Before getting into the food industry, Elizabeth Guerra spent 10 years working with Thomas Lighting as a lighting consultant to electrical engineers and architects. She spent most of her spare time in the kitchen, cooking birthday dinners for friends and colleagues. When she transferred from Ohio to Miami in 1998, she decided to work with food full time, and opened Relish Miami Catering last year.
Though she hasn’t had formal culinary training, Guerra hones her techniques and keeps up with trends by reading food magazines and her collection of more than 300 cookbooks, and by taking one-off cooking classes at Miami-Dade College. “There’s a difference between studying and working,” says Guerra. “If you don’t have the right palate and sensibility about food, it doesn’t matter how much you study under another chef—you’ll be a great technical cook, but not necessarily a great chef.”
While catering a private party, Guerra met her first nonprofit client, St. Philip’s Episcopal Church in Miami. The church’s interest in her work catapulted her into the nonprofit event market: Within a few months, Guerra began getting phone calls from Trinity Episcopal Church, Junior League of Miami, and other organizations.
“We were set up to do an event for about 150 people, and the person we hired backed out one month before,” says Maria Maloof, vice president of development for the Junior League and president of Maria Maloof Events. “I called Elizabeth, and she came in there like gangbusters. All our guests were delighted with what she prepared.”

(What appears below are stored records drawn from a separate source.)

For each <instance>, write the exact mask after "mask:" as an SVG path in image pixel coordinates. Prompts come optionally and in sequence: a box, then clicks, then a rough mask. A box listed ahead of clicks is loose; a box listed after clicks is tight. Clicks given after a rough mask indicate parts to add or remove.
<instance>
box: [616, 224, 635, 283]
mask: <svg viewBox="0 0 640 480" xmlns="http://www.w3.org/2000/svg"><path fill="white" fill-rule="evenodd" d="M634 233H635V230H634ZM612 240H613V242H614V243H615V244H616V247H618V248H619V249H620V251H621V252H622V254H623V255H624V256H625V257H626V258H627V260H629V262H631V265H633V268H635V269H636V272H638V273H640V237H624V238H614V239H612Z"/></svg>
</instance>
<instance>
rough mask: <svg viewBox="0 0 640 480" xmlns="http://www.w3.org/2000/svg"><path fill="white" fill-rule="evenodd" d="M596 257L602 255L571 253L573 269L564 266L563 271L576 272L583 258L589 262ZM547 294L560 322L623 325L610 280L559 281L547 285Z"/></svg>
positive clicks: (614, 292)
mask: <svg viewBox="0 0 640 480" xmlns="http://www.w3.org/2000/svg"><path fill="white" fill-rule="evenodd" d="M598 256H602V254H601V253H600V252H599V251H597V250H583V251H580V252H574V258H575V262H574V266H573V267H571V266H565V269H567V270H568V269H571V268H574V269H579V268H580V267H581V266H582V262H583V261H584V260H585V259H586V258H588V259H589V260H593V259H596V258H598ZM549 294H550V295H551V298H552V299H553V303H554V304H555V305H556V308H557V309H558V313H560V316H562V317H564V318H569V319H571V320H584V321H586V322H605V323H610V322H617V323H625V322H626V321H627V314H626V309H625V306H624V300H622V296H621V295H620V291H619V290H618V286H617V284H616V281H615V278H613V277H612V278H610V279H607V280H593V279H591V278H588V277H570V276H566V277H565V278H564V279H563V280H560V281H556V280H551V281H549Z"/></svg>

Carol Berg, past president of St. Catherine’s Guild women’s fellowship at St. Philip’s Church, agrees. “She’s not coming into it as a learn-as-you-go caterer,” Berg says. “She can go in [to an event] and do things just like a traditional caterer with many years of operation under their belt—only she can do it right from the start.” For the fellowship’s women’s luncheon, held in Coral Gables in April, Guerra made pear, arugula, and goat cheese-filled empanadas drizzled with honey, Berg’s favorite dish of the day.
Guerra’s cooking style combines Spanish, Mediterranean, Italian, Cajun, and Cuban flavors. “I want to offer them something that’s more interesting [than a prepackaged menu], fun, and complementary to the overall tone and tenor of the event,” she says.
Her five-year business plan, already on schedule for year one, includes testing the waters of the corporate catering market and doubling her nonprofit business by spring 2010 to average 12 events a year. “One of my big motivating factors for doing events is knowing that I’ve been of service,” she says, “and I don’t know of any greater way to do that than be able to sustain a business while still giving back to the community.”
Correction: Guerra's home state has been corrected from Illinois as originally reported. The explanation of her first client has also been clarified.